Di luar rumah, Freya bisa saja berpura-pura tegar. Tapi begitu tiba di rumah, dia justru tidak mampu menyembunyikan rasa lelah dan frustasinya.

“Masa nggak ada uang sama sekali, sih? Kan harusnya sisa uang, Mbak ada,” sembur Raja.

“Ada, Ja. Tapi buat nyambung idup. Siapa tahu gajian mbak diundur ‘kan? Lagian nonton bisa lain waktu, kalau mbak ada rejeki tambahan,” tutur Freya. Berharap kalau adiknya mau mengerti posisinya saat ini.

“Bilang aja pelit!” Setelah mengatakan hal itu, Raja sengaja menabrak bahu Freya dan membanting pintu di belakang sang kakak hingga gadis itu memejamkan matanya, terkejut.

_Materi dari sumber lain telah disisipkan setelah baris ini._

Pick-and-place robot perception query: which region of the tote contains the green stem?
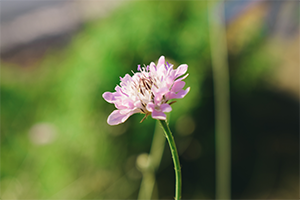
[158,120,181,200]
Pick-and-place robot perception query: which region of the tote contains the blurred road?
[0,0,126,53]
[0,0,67,23]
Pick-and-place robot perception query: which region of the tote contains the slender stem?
[158,120,181,200]
[208,0,231,200]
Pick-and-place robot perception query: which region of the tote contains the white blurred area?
[0,0,125,53]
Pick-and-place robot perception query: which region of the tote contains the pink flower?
[102,56,190,125]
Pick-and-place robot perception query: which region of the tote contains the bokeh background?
[0,0,300,200]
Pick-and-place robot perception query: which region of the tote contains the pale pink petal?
[160,103,172,112]
[151,110,167,120]
[168,87,190,99]
[149,62,156,72]
[146,102,155,112]
[175,64,188,78]
[157,56,166,66]
[107,110,138,125]
[171,81,185,92]
[102,92,116,103]
[177,74,189,81]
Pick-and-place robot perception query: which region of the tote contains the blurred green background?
[0,0,300,200]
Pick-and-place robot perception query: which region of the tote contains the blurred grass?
[0,0,276,200]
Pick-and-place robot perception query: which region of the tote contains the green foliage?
[0,0,274,200]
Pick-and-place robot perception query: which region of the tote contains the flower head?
[102,56,190,125]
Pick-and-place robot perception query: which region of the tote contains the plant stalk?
[158,120,181,200]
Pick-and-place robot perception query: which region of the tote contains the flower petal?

“Yang sabar, ya, Mbak. Kalau Dinda sudah besar nanti, Dinda bantu cari duit,” kata adik Freya yang paling kecil.

“Eh— ngomong apa? Nggak ada, tugas Dinda hanya belajar. Nggak usah bingung sama duit.” Senyum Freya terkembang. Hanya Dinda alasan Freya mau kembali ke rumah.

Gadis berusia sepuluh tahun itu terkadang lebih memanusiakan Freya ketimbang orang tua dan adik pertamanya.

“Aku sudah siapin bekal buat Mbak. Mbak bisa mandi dan berangkat.” Lagi-lagi senyum manis dengan lesung pipi itu terlihat di mata Freya. Ia mengangguk dan mendaratkan kecupan hangat pada dahi adiknya.

“Terima kasih, ya.” Freya pun pergi, menghilang di balik pintu kamarnya dan menatap ranjang sempit miliknya.

Ingin rasanya ia merebahkan tubuh barang sejenak. Akan tetapi, perjalanannya menuju toko cukup memakan waktu sehingga dia tidak bisa membuang waktu walau hanya lima menit saja.